Kai hits the target when he says that we must “distinguish between those of our usages that have to be counted as an inevitable consequence of the sociological way of looking at things, and those usages that amount to little more than bad habits that have drifted in among all the other conventions of the field and do not serve a useful purpose at all.” When we stop worrying about literary critics looking for a convenient target to mouth off at and start looking at the real sins that afflict sociological writing, I think we can certainly agree that if we cleaned up all these residual bad habits we would have struck a great blow for the field.

One of my obsessions, as Kai knows, is sociologists’ persistent use of the passive grammatical voice, surely one of the bad habits he's talking about. But he seems to excuse it when he says, “Relations between things and changes in those relations are what sociologists take as their subject matter, and if our repertoire of verbs seems meager to someone who likes the sound of break and adore, that is the product of our intellectual craft and not of our prose style.”

No. It results from the bad habit of wanting to avoid trouble the easy way. We don't get active verbs like “break” and “adore,” we get their passive relatives: “was broken” and “are adored.” That's not just a bad habit. Because what we don't get is who broke it and who was doing the adoring. And that is a serious theoretical sin, because it fails to include in the description of the event being explained one of the important actors, the one who did “it,” whatever “it” is. If something got broken, surely it would be sociologically relevant to know who broke it. This is no trivial matter. One reason I obsess over this comes from my experience writing and reading about deviance. If the so-called labeling theory of deviance has any core idea, it is that someone—some person, some group, some organization, some institution—labels someone else as “deviant” by accusing them of having done something wrong.
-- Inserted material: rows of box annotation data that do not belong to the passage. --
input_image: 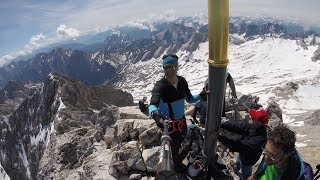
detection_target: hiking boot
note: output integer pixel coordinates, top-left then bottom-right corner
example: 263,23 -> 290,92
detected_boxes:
174,163 -> 187,173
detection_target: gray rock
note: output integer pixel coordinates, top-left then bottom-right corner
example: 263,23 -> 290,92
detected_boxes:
129,174 -> 142,180
305,110 -> 320,126
142,146 -> 161,172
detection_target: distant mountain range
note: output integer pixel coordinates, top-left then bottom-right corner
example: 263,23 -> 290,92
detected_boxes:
0,17 -> 319,87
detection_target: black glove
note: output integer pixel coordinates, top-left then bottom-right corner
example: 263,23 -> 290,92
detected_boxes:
152,111 -> 165,129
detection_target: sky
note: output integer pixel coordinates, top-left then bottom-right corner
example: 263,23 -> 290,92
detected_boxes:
0,0 -> 320,64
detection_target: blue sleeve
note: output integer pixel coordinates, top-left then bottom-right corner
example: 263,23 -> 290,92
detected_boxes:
186,94 -> 200,103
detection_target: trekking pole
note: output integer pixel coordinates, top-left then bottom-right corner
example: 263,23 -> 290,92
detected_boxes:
155,120 -> 177,180
314,164 -> 320,180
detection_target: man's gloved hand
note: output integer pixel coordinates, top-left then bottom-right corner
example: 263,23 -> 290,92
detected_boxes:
152,111 -> 165,129
200,89 -> 210,96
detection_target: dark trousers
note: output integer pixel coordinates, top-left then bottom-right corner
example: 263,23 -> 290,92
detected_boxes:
169,119 -> 187,166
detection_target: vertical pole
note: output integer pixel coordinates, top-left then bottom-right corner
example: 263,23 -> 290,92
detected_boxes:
204,0 -> 229,162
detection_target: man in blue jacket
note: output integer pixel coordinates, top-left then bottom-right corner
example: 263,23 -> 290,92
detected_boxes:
149,54 -> 200,171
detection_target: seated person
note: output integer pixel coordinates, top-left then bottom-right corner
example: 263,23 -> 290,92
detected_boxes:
139,96 -> 149,114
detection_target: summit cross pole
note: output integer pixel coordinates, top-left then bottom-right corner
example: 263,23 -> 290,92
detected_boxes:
204,0 -> 229,167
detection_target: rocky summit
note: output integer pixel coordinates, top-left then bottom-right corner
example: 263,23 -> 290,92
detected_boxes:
0,73 -> 133,179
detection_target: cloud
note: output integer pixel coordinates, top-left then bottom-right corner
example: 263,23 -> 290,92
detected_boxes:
57,24 -> 80,38
25,33 -> 46,51
0,33 -> 50,66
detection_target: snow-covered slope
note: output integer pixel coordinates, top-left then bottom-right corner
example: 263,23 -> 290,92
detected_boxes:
117,37 -> 320,125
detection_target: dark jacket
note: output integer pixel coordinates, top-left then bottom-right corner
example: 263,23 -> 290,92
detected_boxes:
139,100 -> 148,113
226,73 -> 237,97
149,76 -> 200,120
218,121 -> 267,165
192,100 -> 207,124
254,150 -> 305,180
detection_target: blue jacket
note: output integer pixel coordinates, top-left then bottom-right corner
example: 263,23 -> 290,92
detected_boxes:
149,76 -> 200,120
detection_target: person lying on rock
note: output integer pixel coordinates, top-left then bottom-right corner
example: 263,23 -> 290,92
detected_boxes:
249,124 -> 306,180
214,109 -> 268,180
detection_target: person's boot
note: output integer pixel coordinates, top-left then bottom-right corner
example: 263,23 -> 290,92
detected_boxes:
174,162 -> 187,173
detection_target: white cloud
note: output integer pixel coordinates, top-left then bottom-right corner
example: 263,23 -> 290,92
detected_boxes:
25,33 -> 46,51
57,24 -> 80,38
0,33 -> 50,66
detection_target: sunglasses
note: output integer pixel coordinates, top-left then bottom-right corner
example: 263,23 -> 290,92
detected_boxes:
261,146 -> 284,161
163,66 -> 177,71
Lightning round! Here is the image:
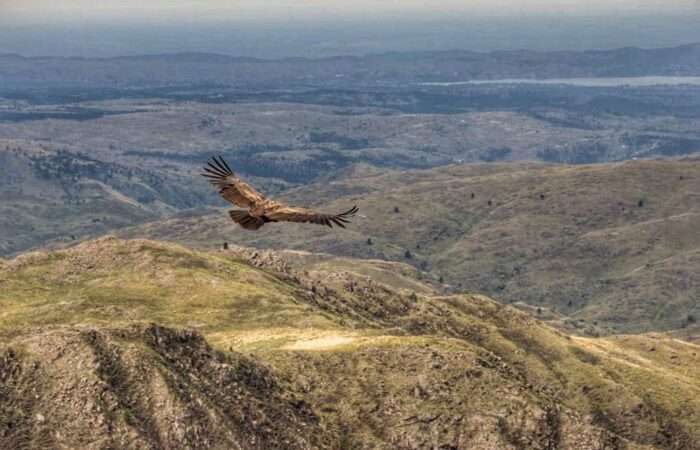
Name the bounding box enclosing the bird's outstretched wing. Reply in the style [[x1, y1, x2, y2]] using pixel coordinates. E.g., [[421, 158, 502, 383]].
[[265, 206, 358, 228], [202, 156, 265, 208]]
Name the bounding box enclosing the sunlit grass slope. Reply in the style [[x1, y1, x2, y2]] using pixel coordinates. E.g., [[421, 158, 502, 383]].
[[0, 238, 700, 449]]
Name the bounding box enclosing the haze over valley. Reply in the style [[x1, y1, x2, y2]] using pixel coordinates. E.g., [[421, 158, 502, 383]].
[[0, 9, 700, 450]]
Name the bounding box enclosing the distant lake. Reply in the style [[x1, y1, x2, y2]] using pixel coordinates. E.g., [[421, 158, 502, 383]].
[[420, 77, 700, 87]]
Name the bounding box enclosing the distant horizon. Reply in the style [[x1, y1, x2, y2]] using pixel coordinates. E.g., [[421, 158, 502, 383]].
[[0, 13, 700, 59], [0, 40, 700, 61]]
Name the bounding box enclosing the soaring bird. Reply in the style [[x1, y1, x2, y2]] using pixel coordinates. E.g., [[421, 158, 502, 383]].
[[202, 156, 358, 230]]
To write what I have so often read over the years—that “X was labeled as a deviant”—isn't a stylistic fault, it's a serious theoretical fault because it leaves out the most important part of the theory it's invoking, the necessity of identifying who did the labeling. Since the people who do the labeling usually complain loudly when accused of doing what they usually do, a cautious person will avoid that particular kind of trouble by using a grammatical form that makes identifying the labeler unnecessary.
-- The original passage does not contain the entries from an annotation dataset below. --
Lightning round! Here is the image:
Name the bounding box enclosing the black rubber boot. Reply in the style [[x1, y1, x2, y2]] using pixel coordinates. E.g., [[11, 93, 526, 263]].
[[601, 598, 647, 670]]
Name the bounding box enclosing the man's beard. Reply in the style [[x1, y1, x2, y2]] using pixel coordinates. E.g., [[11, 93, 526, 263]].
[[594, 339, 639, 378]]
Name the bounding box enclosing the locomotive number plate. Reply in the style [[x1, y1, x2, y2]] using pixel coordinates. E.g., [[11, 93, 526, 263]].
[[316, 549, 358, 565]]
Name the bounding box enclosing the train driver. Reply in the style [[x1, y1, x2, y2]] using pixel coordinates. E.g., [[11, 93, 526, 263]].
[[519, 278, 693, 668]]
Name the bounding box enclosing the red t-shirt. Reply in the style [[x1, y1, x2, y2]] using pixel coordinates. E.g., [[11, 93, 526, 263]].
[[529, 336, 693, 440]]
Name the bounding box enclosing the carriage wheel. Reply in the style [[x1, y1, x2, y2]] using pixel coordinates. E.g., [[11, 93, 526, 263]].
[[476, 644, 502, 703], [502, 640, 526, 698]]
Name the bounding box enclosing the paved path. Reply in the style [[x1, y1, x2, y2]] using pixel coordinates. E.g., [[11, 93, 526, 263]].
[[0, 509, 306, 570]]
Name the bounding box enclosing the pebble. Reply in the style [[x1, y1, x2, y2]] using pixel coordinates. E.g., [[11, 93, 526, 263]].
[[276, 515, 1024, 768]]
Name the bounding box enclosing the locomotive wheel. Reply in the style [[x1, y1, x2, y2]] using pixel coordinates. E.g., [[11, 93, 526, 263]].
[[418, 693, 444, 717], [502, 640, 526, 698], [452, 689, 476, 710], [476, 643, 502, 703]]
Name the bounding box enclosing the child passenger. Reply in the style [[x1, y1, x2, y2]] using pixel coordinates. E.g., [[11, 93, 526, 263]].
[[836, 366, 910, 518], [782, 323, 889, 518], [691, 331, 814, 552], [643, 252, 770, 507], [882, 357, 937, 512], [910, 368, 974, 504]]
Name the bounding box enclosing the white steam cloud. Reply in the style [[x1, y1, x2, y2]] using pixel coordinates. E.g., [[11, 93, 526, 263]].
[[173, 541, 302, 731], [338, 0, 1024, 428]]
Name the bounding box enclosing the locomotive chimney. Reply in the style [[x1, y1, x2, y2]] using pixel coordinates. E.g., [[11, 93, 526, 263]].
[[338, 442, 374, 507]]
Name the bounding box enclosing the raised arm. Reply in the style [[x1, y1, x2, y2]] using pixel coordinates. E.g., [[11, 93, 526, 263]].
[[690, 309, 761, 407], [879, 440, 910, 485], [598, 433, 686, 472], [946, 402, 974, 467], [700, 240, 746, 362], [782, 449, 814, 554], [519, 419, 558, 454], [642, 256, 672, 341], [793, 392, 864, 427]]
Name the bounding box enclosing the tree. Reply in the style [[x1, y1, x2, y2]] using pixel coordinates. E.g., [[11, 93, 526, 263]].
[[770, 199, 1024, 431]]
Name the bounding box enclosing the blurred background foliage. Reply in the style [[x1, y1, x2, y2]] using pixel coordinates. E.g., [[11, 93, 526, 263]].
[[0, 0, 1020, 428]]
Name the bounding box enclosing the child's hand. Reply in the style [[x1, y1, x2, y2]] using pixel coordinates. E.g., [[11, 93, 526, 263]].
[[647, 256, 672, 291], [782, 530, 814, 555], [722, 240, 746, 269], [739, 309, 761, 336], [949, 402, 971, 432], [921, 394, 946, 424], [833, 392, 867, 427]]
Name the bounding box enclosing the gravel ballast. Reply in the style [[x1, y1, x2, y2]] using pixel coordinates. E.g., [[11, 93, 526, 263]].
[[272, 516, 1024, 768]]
Kai explains the persistent use of passive forms in another way:

[Our] responsibility [as sociologists] is to draw group profiles with a distinct accent on numbers, percentages, tendencies, and underlying structural forces. We sometimes explain that ours is a nomothetic science rather than an ideographic one, and that old distinction speaks volumes not only about the epistemological boundaries within which we work but about the languages we are required to use in doing so.

He commits the very sin that so exercises me in the last phrase of the quotation. He uses a passive construction—“the languages we are required to use”—to explain why we write as we do. Insofar as anyone is acting in that formulation, it is the authors who would “feel uncomfortable with that confident prose in the absence of confirming sources as well as notes on method, on ‘the literature,’ and on the place we imagine the writing to occupy on the map of contemporary sociology.” A more active construction, using the same verb (“require”) would identify the journal editors and referees, the graduate advisors, and thesis committee members, who do the requiring. Kai surely knows that as well as I do. Why not say so? The passive construction veils the people and organizations and practices doing the requiring, and that's a theoretical fault.

Kai is surely right when he says, “[A] good many of the infelicities of our prose style are mindless reflexes that form like a crust over so many of the lines we write.” We seldom have good reasons for the many sins against clarity and precision we commit. Instead of excusing them by appeals to the nature of our subject matter, I think we'd be better off rooting them out unless the author can provide a solid reason to keep them. The burden of proof, in Kai's formulation, seems to lie with the critics. I'd rather place it on the authors.